China on Monday welcomed U.S. Defense Secretary Jim Mattis' suggestion that diplomacy should be the priority in the South China Sea, and that major U.S. military action was not being considered to contend with China's assertive behaviour there.
Mattis, speaking in Tokyo on Saturday, blamed China for "shredding the trust of nations in the region", but also played down any need for U.S. military manoeuvres in the disputed waters of the South China Sea and instead called for open lines of communication.
The comments, his most complete on the issue to date, came after analysts had said other remarks made by President Donald Trump's administration had suggested the possibility of U.S. military action, or even a naval blockade.
Chinese Foreign Ministry spokesman Lu Kang told reporters at a regular briefing that Mattis' emphasis on using diplomatic means of resolving disputes in the South China Sea was "worthy of affirmation" and that the situation there was normalising.
"This accords with the common interests of China and all countries in the region, and we hope that countries outside of the region can respect the joint interests and wishes of countries in the region," Lu said.
China claims most of the South China Sea, while Taiwan, Malaysia, Vietnam, the Philippines and Brunei claim
parts of the waters that command strategic sea lanes and have rich fishing grounds along with oil and gas deposits.
In his Senate confirmation hearing, Secretary of State Rex Tillerson said China should not be allowed access to islands it has built in the contested South China Sea.

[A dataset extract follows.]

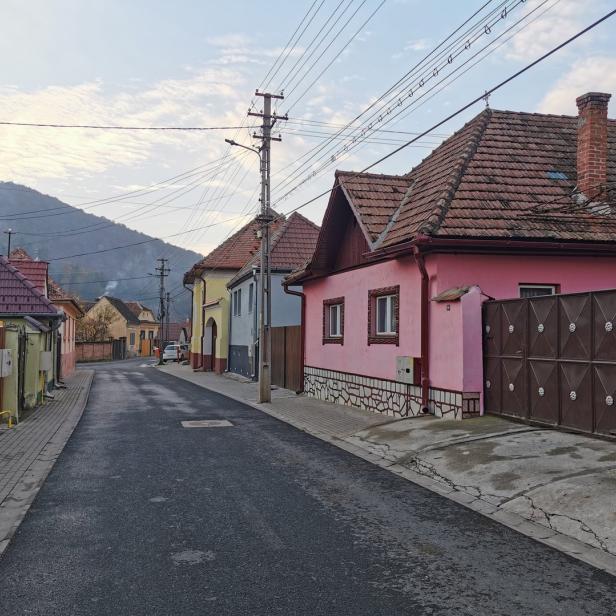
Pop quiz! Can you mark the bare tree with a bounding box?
[76,306,116,342]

The White House also vowed to defend "international territories" in the waterway.
Such action would risk an armed confrontation with China, an increasingly formidable nuclear-armed military power.

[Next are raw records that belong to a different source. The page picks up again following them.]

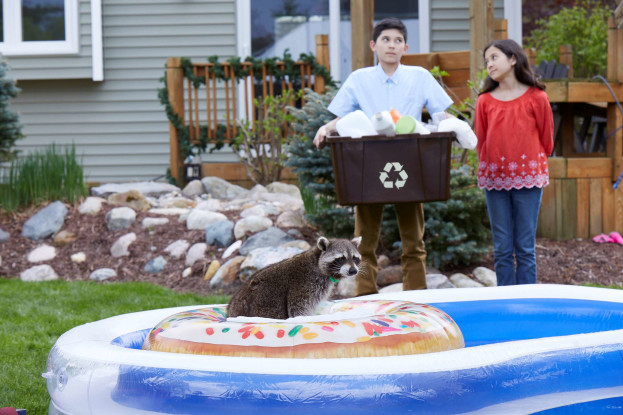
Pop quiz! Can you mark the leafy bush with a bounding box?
[233,91,294,185]
[0,58,24,163]
[524,0,609,78]
[0,144,88,213]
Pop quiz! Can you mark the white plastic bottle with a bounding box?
[336,110,377,138]
[371,111,396,137]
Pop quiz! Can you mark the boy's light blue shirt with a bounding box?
[327,63,453,121]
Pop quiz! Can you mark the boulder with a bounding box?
[22,201,68,241]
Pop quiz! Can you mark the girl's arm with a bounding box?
[474,96,487,157]
[535,92,554,156]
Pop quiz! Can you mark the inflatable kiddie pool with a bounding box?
[45,284,623,415]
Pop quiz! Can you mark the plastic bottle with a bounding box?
[389,109,402,123]
[395,115,416,134]
[395,115,431,135]
[336,110,377,138]
[371,111,396,136]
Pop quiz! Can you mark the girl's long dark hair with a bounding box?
[480,39,545,95]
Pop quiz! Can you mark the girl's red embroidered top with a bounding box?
[475,87,554,191]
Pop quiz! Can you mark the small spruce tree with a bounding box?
[0,58,24,163]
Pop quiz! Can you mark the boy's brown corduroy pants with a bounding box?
[354,202,427,296]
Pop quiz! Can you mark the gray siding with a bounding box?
[430,0,504,52]
[8,0,93,80]
[11,0,237,183]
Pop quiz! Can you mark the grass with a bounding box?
[0,278,229,415]
[0,144,88,213]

Chinese state media said at the time that the United States would need to "wage war" to bar China's access to the artificial islands built up on reefs, where it has constructed military-length air strips and installed weapons systems.
Pronouncements by China's state-run news outlets do not equate to government policy, but can reflect official thinking.
The official English-language China Daily newspaper
said in an editorial on Monday that Mattis' comments were a "mind-soothing pill" that had "dispersed the clouds of war that many feared were gathering over the South China Sea".
"Mattis has inspired optimism here that things may not be as bad as previously portrayed," the newspaper said.